How do I find the equivalence classes of the relation $\mathcal{R} = \{(x, y) \in \mathbb{C} \mid x - y \in \mathbb{R}\}$?

Question

I'm currently trying to solve the following tasks:

1) Prove that the relation $\mathcal{R} = \{(x, y) \in \mathbb{C} \mid x - y \in \mathbb{R}\}$ is an equivalence relation.

2) Find all equivalence classes of $\mathcal{R}$.

I already solved the first one, but I'm having "trouble" with the second one. If I'm not mistaken, there is an infinite amount of equivalence classes, right?

• $x \sim 0 = \{0\}$, because for "$x - 0 \in \mathbb{R}$" to be true, $x$ has to be $0$.

And you can continue doing this, for an infinite amount of equivalence classes:

• $x \sim 1 = \{1\}$

• $x \sim 2 = \{2\}$

• $x \sim 3 = \{3\}$

• $\cdots$

If this is actually correct, how do I correctly write it down?

Can I just write something like "$x \sim i = \{i\}$ for $i \in [0, \infty[$"?

Answer 1

Hint:

Try to show that given a complex number $x\in\Bbb C$ where we write $x$ in the form $x=a+bi$ with $a,b\in\Bbb R$ and another complex number $y$ written as $y=c+di$ with $c,d\in\Bbb R$...

...that $x$ is related to $y$ if and only if $b=d$.
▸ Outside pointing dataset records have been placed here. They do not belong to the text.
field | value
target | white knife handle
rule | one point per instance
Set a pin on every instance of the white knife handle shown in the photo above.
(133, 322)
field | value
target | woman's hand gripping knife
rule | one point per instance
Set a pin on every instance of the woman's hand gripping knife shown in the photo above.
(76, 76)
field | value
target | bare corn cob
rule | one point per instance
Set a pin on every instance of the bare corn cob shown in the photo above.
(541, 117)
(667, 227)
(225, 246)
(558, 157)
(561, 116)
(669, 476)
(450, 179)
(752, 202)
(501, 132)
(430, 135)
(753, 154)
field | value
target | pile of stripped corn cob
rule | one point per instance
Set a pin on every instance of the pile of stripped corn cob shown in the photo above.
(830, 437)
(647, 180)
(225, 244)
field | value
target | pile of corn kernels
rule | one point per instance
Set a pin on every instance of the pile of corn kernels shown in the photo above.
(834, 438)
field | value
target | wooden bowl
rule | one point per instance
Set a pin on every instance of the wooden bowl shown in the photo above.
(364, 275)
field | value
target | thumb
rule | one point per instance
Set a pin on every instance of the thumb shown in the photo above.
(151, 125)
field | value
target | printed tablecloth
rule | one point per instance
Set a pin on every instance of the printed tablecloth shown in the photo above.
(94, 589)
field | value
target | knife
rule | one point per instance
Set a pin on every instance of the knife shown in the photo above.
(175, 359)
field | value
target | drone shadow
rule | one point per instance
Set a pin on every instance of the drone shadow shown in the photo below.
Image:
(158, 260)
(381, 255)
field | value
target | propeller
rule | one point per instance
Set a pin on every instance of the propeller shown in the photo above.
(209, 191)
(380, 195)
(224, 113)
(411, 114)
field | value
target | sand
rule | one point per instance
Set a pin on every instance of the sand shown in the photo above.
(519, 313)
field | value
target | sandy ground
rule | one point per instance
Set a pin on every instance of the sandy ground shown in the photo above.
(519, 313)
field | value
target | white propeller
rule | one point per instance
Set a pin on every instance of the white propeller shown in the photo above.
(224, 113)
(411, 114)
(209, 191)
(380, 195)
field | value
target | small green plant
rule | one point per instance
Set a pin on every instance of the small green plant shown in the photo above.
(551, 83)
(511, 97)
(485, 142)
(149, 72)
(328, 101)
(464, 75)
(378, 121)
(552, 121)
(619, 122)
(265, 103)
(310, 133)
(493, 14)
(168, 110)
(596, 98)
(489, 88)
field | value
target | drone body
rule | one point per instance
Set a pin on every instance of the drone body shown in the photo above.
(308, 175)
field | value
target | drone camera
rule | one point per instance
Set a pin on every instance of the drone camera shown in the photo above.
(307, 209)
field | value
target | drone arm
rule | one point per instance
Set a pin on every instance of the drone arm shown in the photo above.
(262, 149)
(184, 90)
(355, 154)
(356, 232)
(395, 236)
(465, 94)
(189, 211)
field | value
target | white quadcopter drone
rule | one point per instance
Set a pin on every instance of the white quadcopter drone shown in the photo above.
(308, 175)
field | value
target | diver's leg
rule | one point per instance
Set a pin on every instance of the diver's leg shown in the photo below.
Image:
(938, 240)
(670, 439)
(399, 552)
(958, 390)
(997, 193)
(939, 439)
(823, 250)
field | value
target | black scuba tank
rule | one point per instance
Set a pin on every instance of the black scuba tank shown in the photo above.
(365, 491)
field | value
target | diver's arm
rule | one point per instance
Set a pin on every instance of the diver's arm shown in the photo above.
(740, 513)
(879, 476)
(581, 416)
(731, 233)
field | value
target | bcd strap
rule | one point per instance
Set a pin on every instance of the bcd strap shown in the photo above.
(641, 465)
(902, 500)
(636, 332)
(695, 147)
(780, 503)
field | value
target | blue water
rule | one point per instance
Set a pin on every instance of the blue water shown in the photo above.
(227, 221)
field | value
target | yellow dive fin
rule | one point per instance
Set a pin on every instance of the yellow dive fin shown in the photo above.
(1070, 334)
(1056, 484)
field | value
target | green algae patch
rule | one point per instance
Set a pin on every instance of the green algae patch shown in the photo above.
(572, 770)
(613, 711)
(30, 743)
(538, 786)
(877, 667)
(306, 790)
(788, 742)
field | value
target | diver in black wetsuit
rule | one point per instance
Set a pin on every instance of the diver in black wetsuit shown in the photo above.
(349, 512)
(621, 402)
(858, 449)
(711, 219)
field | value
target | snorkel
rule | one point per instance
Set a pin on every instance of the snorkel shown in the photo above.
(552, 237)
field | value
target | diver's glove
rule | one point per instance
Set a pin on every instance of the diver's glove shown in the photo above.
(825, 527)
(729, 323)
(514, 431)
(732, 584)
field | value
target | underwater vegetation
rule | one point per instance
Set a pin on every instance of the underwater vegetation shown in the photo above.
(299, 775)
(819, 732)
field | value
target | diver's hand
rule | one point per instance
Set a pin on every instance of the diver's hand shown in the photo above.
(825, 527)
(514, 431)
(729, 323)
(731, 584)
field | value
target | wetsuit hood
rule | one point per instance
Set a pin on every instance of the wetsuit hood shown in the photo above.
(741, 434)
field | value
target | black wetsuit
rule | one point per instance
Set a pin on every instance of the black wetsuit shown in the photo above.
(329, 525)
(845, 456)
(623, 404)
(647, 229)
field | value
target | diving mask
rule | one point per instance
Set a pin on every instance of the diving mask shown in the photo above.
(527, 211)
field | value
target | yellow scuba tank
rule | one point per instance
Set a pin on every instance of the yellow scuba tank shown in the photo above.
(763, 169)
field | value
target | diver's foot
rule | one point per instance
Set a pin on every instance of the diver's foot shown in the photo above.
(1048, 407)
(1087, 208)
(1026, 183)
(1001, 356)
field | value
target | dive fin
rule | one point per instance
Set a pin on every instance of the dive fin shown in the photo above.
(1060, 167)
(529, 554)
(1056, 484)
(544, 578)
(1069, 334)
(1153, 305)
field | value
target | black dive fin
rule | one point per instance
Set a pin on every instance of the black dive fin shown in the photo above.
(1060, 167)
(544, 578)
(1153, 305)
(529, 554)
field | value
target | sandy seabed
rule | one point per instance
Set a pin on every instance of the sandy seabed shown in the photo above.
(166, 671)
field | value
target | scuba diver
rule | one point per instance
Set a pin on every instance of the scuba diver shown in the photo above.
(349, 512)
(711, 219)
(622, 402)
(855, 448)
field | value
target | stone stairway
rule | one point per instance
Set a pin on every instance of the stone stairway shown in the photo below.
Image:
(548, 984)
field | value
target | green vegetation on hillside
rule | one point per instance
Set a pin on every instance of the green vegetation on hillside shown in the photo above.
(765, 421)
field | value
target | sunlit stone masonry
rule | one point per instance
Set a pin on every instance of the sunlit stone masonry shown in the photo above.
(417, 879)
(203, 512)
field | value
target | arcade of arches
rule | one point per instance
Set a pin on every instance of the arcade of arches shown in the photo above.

So... $2+i$ is related to $5+i$ since $(2+i)-(5+i)=-3$ is real for example and $5$ is related to $0$ since $(5)-(0)=5$ is real and so on...

As to the question of the equivalence classes... if we were to picture the complex numbers as appearing on the complex plane, what does it mean for $b=d$?

So, the set of all numbers related to some complex number $a+bi$ will be the set of all complex numbers whose imaginary part is equal to $b$... how might you write that? How might you write the collection of all such equivalence classes?